Scotland's social care regulator, the Care Inspectorate, has today published its annual report.

It reveals that the number of care services in Scotland which received good, very good or excellent grades for the quality of care and support they provided remains at more than 92%.

But it also shows that the number of people who contacted the Care Inspectorate with a concern about care services increased in the past year to 3,788 compared to 3,237 the year before.

The Care Inspectorate inspects and regulates more than 14,000 care services across Scotland including care homes, nurseries, childminders and housing support services.

 It also regulates adoption and fostering services, secure care, school accommodation, nurse agencies, and offender accommodation.

The regulator has legal powers to take action to improve services where necessary and investigate complaints.

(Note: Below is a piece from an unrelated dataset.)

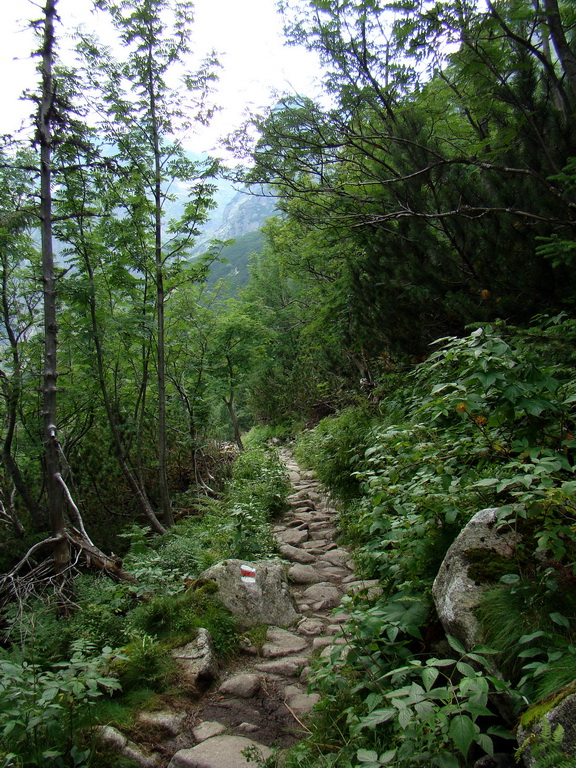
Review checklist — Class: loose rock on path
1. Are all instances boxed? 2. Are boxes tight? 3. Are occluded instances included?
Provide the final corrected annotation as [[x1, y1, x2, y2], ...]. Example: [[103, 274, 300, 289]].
[[105, 448, 370, 768]]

In the past year, the Care Inspectorate focused its inspection work on services which presented the most risk, and also increased the intensity of inspections.

That saw it inspect 7,825 care services, with the majority of those inspections unannounced.

Paul Edie, chair of the Care Inspectorate said: "It is a time of considerable change across health and social care and it is important to ensure that there is a robust and rigorous inspection process in place.

"The focus of our scrutiny must be on the outcomes experienced by people who rely on care services."

Annette Bruton, Chief Executive, Care Inspectorate added: "Almost everyone will use a care service at some point in their life and the public have a right to know how these services are performing.

"Where standards are not up to scratch, we will continue to seek improvement where possible and use our legal powers to protect vulnerable people from harm wherever necessary.

"Whilst the majority of care services are good, we must continue to ensure that we help improve those that are below standards, both across children's and older people's services.

"I am determined to strike the right balance between regulation, inspection, assurance and improvement."

In the past year, the Care Inspectorate has developed a new approach to planning its inspections.

This included working with other scrutiny bodies to continue a programme of joint inspections of services in the community.

Joint inspections can include working with partners such as Her Majesty's Inspectorate of Constabulary for Scotland, Healthcare Improvement Scotland and Education Scotland.

These joint inspections look at how well services are provided across any given community partnership area and how well those services are working together.

The annual report also highlights the establishment of specialist inspection teams, which ensures that inspectors are working in the subject area in which they have professional expertise and experience.

At 31 March 2014, there were 14,090 registered care services operating in Scotland.

The majority of these services perform well: 87% of services that had been inspected and graded by the end of the year had grades of good or better for every theme.

Over the year, 10,086 (72%) had maintained or improved on grades of good or better for every quality theme since 1 April 2013.

A total of 3,788 concerns were raised with Care Inspectorate in 2013/14, compared to 3,237 the year before.

In 2013/14 1,129 complains were upheld, compared to 1,186 the previous year.